Students then had 10 minutes to read their paper and write down their notes on what they would say to advise Kennedy (tell them this has to be turned in for points).

Then Kennedy stood and presented his current feelings about the CMC and then opened the floor for others thoughts.

I had Kennedy sit in a comfortable chair facing the podium.  Students were told that they each needed to stand at the podium and present their argument in order to receive points for the day (if they spoke once they got 10 pts, every time they spoke afterwards they got 1 extra credit point).  Kennedy could ask questions of anyone.

I was amazed at how well this worked!  Almost every student stood up of their own free will and presented their argument.

At the end, Kennedy made the decision.  Then we discussed what would happen if that was his real decision (what if we had really done the air strike).

We then debriefed and discussed why he choice the blockade and the real results.


Overall, this requires at least 45 minutes.  I wish we had had more time to allow students to respond to each other and participate more than once.

I used this in both an honors and a regular U.S. History class and it worked great for both!

Here is the website where the original ideas came from.  The website has the documents explaining each person's role as well as a PPT about each possible outcome.

I would totally use this again and would try and incorporate the same "advice" kind of debate for other topics as well.

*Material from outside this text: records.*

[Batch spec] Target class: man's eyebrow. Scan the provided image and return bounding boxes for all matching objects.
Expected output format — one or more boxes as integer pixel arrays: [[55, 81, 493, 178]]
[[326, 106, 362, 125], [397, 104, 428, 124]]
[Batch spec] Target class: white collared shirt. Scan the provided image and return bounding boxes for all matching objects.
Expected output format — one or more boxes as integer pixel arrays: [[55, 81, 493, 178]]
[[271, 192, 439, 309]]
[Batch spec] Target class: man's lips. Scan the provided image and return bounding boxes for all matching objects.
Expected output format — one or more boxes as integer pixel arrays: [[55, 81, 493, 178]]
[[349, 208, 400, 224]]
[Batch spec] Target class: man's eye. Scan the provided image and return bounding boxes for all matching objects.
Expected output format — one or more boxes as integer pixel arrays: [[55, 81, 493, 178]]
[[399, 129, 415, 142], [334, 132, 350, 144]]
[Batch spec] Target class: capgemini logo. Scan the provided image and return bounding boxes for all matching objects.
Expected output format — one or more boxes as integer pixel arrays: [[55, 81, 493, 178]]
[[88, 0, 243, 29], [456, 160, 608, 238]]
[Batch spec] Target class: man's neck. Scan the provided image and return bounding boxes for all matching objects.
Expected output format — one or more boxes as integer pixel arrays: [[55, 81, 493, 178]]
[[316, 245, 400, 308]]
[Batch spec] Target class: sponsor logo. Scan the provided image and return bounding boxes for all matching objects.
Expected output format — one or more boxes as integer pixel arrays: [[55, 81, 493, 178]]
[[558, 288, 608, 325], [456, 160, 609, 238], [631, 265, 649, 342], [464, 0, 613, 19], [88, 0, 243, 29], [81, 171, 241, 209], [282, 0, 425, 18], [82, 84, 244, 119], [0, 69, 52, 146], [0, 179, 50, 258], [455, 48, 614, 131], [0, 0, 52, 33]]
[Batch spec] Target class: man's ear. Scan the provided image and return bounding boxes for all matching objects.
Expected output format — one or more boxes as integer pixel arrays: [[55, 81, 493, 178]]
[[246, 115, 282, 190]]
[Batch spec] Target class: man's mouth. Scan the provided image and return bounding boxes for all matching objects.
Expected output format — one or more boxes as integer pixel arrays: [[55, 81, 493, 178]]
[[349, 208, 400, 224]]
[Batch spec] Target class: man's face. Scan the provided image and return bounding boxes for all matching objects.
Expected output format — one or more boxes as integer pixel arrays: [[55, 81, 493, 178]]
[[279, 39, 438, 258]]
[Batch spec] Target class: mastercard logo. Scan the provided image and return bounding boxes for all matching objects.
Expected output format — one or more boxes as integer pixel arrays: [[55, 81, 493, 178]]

Early Civil Rights Movement

In subbing for Rebecca Simmons' U.S. History class, I have come across some of her excellent ideas.

Rebecca uses 5 B's to explain the Early Civil Rights Movement.  They are:
1. Baptist Preacher (MLK Jr.)
2. Baseball
3. Brown v. Board of Edu.
4. Montgomery Bus Boycott
5. Bodyguards at School (the Little Rock, AK situation)

In doing some background research for this bit of direct instruction, I came across this great article on America, baseball and integration.  If I were to teach this in the future, I would love to have students maybe read this article on their own.